My perspective is that Globalization 3.0 nearly comes to an end. A small and flat world makes the capitalisms meet and clash with one another. I divided capitalisms into three categories[2].  We have America-style capitalism, the value of which we are already familiar with.  We have capitalism with Chinese characteristics. Last but not least, we have capitalism with Arab countries features.[3]  
For Chinese capitalism, the leaders take temporally their people liberty and give them an increasingly higher standards of living and a good education. For Capitalism with Arab countries features, the leaders take their own people liberty and give their people the ignorance and absolute destitute.
I am here today to dismiss a fatal fallacy about globalization[4]. Some people think that the West is trying to shift their industry-based economy to service-based one. It doesn’t make any sense. For example, an air company must buy planes to serve its consumers. A car driver must buy a car before starting doing business. If they shift to service-based economy, the will run a large trade deficit with developing countries that are fast developed in term of industry sector. I’m sure that they won’t let it happen. By reading previous articles, you might get a sense that developed countries are trying to revitalize their disadvantaged industry sector via economic crisis.
I see the clash between American-style capitalism with that of China. The problem is about the competition. American cannot compete with China in term of manufactured goods. CEOs of will cut social benefits and wages and so on they used to offer to workers to make sure that they are more competitive. And countries with China-style capitalism will do whatever it takes to outsmart their competitors.

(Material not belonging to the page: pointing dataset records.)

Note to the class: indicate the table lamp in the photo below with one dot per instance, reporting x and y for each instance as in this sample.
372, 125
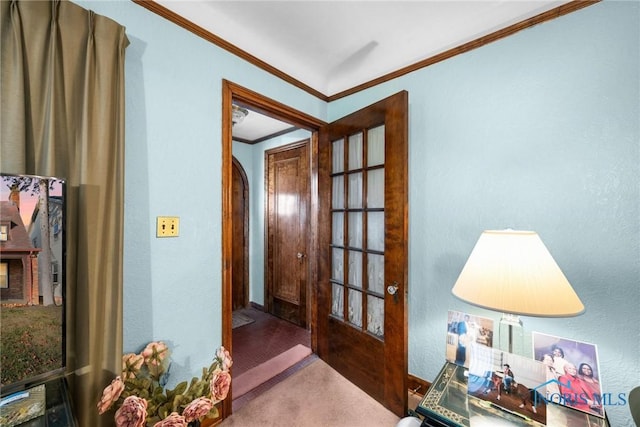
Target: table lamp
512, 272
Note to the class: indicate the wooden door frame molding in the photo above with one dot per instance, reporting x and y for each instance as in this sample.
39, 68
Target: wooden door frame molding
233, 93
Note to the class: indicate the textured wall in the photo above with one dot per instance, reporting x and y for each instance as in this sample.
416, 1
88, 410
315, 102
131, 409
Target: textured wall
539, 131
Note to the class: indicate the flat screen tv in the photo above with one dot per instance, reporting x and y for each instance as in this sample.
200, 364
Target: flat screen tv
32, 280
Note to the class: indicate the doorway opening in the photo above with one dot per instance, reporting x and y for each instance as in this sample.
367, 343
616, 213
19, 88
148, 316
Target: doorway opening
263, 325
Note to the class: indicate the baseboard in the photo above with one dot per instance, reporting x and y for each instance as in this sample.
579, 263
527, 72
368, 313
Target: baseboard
256, 306
418, 385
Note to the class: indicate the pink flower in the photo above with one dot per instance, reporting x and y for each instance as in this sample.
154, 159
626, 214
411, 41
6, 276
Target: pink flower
110, 394
224, 358
132, 413
131, 364
220, 384
173, 420
197, 409
154, 355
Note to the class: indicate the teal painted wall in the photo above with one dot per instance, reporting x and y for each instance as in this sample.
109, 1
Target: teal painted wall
537, 131
172, 286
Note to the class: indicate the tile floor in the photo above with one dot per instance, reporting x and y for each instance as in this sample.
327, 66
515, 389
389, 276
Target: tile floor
262, 340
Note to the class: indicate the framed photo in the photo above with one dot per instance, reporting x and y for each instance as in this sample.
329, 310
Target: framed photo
509, 381
572, 372
465, 332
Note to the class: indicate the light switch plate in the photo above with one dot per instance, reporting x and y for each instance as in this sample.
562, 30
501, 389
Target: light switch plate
167, 226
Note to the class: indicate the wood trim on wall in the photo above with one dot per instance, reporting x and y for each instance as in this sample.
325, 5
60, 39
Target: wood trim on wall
474, 44
201, 32
564, 9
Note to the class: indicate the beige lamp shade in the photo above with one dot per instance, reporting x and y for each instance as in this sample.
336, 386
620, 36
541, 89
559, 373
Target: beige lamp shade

As a result, all workers of the world will suffer from that competition and the winners are CEOs of giant companies. Globalization connects people but it divides the society. The rich is getting richer and the poor is getting poorer. The clashes of capitalisms give birth of a globalization with evil face. I call it “Globalization 4.0.” Each country is seeking export space with decreasing consumers. And the world economy will eventually fail. My insight is that the world will meet another economic crisis somewhere between 2030 and 2040. Why? How? I will explain to you in next article. 
We are badly in need of Globalization 5.0. It should be a globalization with divine face which will benefit all members of global village. For sure, we need a revision of capitalism. Thanks for reading dear reader(s).

[1] He refers to the outburst of Information Technology. He mentioned about the using of email, using of social networking, Google translate and so on. It is not only connecting people but also giving more business rooms to people.
[2]I borrowed some ideas from Thomas Friedman.
[3] I refer to only some Arab countries seeing protests for changes.
[4] War for Wealth by Gabor Steingart.